A Visit to the Biological Reaction Accelerators

Automated Drug Discovery

One of the techniques employed by modern researchers in  the process of protein engineering is high-throughput screening. In this process, robots test many tens of thousands of potentially improved protein variants within a very short period of time.

Antibody production line: the glass flask containing a cell culture medium that Bayer HealthCare employee Astrid Rueter is holding in her hands turns human cells into miniature production plants, capable of growing more than a gram of a specific therapeutic antibody in just 6 days.
Treasure hunters: Alexander Korseska and Nina Habrich (left to right) use robots to test up to 80,000 protein variants every day.
Enhanced production: to optimize production of the crop protection agent indaziflam, Dr. Mark Ford and his colleagues from Process Research and Development tested a number of different trial synthesis sequences in the lab, and ultimately transferred the process to large-scale production with the help of biotechnology.
Mass production: robot systems are used to produce proteins in large quantities.
Focus on proteins: antibody specialist Dr. Fred Aswad works on optimizing protein molecules.
High-tech biotech: Dr. Wayne Coco relies on the support of a fully automated robotic facility to develop innovative proteins.

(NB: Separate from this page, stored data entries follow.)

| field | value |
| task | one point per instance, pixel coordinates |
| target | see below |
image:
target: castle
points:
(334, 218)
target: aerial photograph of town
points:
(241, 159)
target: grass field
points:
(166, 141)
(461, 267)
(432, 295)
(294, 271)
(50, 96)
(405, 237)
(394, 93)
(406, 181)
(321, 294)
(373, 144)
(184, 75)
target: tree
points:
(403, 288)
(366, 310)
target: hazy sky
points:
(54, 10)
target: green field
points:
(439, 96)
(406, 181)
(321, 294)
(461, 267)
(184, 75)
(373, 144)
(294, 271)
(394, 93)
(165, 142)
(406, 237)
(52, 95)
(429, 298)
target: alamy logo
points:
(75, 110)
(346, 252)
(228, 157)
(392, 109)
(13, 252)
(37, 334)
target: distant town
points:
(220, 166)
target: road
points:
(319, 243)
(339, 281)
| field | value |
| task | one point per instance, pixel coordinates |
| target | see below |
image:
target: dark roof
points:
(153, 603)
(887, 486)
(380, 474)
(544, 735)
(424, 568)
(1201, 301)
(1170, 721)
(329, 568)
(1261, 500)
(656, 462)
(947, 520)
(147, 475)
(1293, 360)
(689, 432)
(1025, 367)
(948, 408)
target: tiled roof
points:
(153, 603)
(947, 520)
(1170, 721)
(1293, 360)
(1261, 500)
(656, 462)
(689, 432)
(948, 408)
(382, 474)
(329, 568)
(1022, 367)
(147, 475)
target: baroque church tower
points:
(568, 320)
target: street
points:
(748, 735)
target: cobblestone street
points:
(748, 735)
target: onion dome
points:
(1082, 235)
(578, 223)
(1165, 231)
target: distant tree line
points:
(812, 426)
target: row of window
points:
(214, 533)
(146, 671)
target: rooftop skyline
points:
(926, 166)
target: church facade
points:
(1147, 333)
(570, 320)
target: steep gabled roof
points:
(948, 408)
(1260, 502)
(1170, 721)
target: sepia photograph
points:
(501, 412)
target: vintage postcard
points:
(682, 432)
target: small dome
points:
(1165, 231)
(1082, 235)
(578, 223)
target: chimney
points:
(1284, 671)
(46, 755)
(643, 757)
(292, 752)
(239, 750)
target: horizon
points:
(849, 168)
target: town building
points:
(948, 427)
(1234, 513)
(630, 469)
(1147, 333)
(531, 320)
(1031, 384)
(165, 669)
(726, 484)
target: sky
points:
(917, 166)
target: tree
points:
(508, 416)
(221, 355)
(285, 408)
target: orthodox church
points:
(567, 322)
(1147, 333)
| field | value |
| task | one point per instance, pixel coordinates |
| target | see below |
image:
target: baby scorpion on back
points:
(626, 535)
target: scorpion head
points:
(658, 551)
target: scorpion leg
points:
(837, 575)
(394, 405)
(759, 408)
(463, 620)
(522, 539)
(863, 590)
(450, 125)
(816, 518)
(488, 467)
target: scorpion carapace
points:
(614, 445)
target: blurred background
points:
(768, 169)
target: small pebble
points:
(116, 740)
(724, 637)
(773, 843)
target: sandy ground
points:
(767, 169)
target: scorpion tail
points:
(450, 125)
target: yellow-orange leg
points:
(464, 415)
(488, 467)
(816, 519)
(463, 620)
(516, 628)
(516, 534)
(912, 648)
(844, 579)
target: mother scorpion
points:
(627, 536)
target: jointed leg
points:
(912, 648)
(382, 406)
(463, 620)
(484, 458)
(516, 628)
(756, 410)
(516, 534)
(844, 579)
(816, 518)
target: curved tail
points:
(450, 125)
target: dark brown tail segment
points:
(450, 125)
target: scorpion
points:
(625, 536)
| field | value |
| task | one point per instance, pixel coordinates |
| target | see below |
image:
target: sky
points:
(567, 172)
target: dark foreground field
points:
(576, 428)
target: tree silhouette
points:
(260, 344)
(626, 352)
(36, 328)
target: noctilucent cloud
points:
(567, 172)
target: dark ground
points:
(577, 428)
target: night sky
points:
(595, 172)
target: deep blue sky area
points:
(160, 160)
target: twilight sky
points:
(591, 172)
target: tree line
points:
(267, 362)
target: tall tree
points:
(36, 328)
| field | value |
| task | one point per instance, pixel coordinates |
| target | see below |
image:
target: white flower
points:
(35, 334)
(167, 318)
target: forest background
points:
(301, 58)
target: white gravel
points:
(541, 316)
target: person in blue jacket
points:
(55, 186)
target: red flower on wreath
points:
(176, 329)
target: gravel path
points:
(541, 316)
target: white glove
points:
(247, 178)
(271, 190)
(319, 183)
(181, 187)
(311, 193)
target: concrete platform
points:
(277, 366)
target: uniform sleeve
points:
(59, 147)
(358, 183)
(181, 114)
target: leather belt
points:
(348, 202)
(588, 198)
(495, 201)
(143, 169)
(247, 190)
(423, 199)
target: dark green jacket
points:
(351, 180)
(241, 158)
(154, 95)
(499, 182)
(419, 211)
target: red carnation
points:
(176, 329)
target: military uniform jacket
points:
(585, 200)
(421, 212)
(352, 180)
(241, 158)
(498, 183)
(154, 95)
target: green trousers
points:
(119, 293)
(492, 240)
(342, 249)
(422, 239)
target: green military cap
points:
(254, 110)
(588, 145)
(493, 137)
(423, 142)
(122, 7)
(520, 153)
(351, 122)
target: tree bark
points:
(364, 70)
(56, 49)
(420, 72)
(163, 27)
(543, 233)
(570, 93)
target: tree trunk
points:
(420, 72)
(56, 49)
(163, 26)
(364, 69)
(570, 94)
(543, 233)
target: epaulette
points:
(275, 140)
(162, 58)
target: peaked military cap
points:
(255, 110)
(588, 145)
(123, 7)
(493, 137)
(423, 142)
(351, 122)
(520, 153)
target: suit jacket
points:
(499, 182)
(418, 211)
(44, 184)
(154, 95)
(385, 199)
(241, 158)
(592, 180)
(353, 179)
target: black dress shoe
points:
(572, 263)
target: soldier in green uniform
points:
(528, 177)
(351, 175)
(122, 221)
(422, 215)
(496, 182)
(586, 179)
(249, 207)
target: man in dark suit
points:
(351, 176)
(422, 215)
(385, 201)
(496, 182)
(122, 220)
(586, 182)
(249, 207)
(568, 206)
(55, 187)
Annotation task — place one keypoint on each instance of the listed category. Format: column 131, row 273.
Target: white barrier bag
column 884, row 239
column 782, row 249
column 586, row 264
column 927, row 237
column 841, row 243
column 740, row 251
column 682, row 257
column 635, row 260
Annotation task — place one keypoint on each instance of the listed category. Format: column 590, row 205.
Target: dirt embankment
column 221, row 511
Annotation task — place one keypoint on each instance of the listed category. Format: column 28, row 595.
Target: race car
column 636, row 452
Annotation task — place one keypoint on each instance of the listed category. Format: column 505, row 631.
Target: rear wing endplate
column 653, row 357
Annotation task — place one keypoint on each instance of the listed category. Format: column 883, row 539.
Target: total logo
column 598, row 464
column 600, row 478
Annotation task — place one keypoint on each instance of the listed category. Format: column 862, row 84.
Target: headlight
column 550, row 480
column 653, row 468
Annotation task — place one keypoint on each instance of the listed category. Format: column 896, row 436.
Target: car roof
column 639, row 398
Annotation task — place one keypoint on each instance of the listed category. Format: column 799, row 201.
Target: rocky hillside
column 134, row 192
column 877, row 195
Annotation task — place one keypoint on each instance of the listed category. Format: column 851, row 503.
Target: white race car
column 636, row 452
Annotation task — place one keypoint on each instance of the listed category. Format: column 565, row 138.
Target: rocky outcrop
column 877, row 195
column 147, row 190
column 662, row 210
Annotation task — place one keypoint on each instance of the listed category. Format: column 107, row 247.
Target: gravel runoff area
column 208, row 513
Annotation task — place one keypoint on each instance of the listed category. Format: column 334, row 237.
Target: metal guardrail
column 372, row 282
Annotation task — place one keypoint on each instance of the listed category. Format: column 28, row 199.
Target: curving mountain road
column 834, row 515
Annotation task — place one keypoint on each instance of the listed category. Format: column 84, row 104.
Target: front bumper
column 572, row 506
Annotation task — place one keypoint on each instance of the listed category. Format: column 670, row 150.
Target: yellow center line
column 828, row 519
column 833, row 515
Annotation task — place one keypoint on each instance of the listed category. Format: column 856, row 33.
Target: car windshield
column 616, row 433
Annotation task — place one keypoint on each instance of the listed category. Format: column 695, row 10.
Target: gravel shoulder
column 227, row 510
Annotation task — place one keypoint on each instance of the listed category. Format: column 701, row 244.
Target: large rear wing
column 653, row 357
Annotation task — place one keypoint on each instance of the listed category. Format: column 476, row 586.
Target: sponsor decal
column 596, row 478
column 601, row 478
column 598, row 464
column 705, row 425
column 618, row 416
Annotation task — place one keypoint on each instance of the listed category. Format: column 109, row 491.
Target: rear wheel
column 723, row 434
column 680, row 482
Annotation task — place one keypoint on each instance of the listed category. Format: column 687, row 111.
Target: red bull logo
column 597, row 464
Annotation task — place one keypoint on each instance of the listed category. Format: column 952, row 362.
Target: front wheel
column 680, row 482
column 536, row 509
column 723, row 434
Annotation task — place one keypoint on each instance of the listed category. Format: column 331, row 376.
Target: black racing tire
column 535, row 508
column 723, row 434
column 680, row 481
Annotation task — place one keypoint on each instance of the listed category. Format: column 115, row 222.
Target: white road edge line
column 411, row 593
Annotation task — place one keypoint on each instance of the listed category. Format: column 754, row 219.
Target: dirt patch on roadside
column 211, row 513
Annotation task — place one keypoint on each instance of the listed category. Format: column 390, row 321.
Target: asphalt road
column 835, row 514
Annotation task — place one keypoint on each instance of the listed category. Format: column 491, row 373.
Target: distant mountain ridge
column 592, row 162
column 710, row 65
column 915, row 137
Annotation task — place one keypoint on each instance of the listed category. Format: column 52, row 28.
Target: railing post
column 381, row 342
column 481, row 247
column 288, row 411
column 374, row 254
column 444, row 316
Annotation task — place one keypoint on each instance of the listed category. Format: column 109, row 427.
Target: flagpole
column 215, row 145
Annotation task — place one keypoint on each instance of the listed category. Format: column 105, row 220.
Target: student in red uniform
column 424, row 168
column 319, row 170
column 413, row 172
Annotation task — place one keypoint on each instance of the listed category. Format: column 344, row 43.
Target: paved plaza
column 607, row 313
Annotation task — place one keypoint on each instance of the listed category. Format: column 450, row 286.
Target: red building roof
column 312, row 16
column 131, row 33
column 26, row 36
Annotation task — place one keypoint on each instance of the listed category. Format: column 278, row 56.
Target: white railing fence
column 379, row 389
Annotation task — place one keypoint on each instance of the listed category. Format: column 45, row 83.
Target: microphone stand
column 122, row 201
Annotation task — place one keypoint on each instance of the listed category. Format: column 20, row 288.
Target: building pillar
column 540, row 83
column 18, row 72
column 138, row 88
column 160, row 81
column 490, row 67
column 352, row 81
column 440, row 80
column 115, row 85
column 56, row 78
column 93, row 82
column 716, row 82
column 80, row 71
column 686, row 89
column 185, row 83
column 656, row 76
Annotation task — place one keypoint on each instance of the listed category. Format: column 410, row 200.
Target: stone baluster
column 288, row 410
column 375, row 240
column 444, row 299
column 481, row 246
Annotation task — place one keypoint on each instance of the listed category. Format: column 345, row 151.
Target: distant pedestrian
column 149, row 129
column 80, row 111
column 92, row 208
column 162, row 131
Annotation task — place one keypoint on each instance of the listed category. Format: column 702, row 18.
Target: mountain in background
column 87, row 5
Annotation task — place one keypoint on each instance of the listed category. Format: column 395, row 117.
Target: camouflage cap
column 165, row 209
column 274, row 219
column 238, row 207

New Enzymes Benefit Modern Society

“Thanks to the Nimbus platform, we were not only able to substantially reduce screening times. In addition, we have frequently had quick wins. The knowledge compiled in the project to date has already been put into practice in a few cases. This is only possible because we are now well networked internally and nurture a lively scientific discourse,” explains Ford. Bayer’s scientists gain additional knowledge with every project cycle, every enzyme and every customized biocatalyst. And ultimately, it is doctors, patients, farmers and consumers who will benefit from this wealth of knowledge.